A guy in our data center couldn’t figure out who owned a particular machine that he needed to work on. So his solution to figure it out was to let them come to him. He went and pulled out the network cable and waited. He was escorted out a little while later. The moral of the story is don’t go disabling production machines on purpose.
I guess it depends on where you work. This was a large datacenter for a very large health insurance company. They made it a point later that day to remind people that it was a fireable offense to mess with production machines like that on purpose. And evidently the service he disabled was critical enough that it didn’t take long for the hammer to come down. There were plenty of ways to find out who owned the machine, he just chose the easiest and got fired on the spot for it.
Well I am not him, so I can’t tell you whether or not he actually “could” have figured it out. The options to figure it out did exist, but he chose not to use them giving it the appearance that he “couldn’t”. Are you this much fun at parties?

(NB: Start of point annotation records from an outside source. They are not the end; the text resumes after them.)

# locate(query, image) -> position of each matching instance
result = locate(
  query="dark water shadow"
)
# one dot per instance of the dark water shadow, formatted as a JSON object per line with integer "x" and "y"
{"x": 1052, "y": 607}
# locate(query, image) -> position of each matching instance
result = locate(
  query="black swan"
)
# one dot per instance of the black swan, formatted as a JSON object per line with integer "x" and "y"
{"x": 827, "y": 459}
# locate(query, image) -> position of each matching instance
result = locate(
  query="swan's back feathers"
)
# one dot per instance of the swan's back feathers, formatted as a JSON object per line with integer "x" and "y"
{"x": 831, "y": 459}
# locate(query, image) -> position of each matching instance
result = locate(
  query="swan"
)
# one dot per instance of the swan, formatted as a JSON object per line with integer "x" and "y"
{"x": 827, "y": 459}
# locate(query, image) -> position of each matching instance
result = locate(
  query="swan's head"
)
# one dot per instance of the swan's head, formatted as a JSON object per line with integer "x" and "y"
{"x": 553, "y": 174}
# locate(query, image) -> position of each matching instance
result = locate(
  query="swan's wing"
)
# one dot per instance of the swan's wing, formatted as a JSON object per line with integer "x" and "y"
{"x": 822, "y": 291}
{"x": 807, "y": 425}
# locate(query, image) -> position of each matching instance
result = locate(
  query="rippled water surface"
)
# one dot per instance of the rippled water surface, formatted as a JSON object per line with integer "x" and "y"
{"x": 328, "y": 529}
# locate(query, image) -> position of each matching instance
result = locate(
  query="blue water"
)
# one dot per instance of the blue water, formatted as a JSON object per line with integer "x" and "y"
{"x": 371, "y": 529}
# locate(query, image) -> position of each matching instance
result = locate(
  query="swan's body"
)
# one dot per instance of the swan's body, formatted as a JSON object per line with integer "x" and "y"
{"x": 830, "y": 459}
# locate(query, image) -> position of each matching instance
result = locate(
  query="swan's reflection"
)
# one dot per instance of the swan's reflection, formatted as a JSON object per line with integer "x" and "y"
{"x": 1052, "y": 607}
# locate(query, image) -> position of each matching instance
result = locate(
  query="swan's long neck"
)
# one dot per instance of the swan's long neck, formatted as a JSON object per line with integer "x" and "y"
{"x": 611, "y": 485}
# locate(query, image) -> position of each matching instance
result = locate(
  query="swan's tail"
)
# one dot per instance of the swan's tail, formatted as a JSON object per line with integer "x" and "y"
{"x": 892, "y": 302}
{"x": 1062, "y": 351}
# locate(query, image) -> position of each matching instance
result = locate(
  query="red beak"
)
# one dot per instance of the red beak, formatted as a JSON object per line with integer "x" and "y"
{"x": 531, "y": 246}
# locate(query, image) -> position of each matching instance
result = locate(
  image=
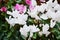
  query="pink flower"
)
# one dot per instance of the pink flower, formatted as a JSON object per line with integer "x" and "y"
{"x": 42, "y": 0}
{"x": 31, "y": 7}
{"x": 20, "y": 8}
{"x": 3, "y": 9}
{"x": 28, "y": 2}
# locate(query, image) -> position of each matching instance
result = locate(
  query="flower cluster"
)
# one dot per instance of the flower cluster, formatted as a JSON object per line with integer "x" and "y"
{"x": 49, "y": 11}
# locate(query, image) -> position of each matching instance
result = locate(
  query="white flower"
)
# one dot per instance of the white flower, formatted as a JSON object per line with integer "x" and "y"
{"x": 17, "y": 18}
{"x": 41, "y": 8}
{"x": 33, "y": 29}
{"x": 24, "y": 31}
{"x": 45, "y": 29}
{"x": 57, "y": 7}
{"x": 44, "y": 16}
{"x": 52, "y": 23}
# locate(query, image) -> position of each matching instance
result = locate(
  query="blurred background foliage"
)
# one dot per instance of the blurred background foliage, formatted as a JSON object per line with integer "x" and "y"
{"x": 7, "y": 33}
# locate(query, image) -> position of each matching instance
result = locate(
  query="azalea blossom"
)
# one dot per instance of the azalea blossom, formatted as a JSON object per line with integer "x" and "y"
{"x": 52, "y": 23}
{"x": 3, "y": 9}
{"x": 24, "y": 31}
{"x": 42, "y": 0}
{"x": 45, "y": 29}
{"x": 31, "y": 28}
{"x": 21, "y": 8}
{"x": 17, "y": 18}
{"x": 28, "y": 2}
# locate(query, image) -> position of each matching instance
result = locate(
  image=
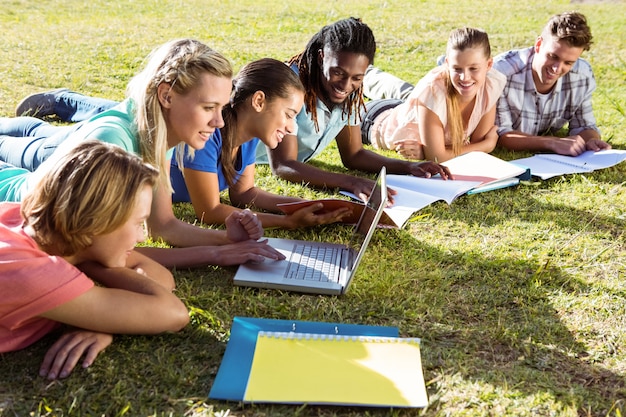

I don’t understand how that is even possible.
Are there no logs? No documentation? Does everyone share an admin user with full rights?
I mean, there has to be a way to find out who accessed the machine last time.
You’d be surprised with inheriting tech debt. Quite often there’s no documentation, the last person to log in to the system is an admin that quit 3 years ago, but it doesn’t much matter because that’s only for a direct console login which normal users don’t do when accessing the application. With tribal knowledge gone and no documentation, only when you pull the network for a bit do you discover that there was this one random script running on it that was responsible for loading up all the needed data in the current system, when 9 of the other 10 times those scripts were no longer needed.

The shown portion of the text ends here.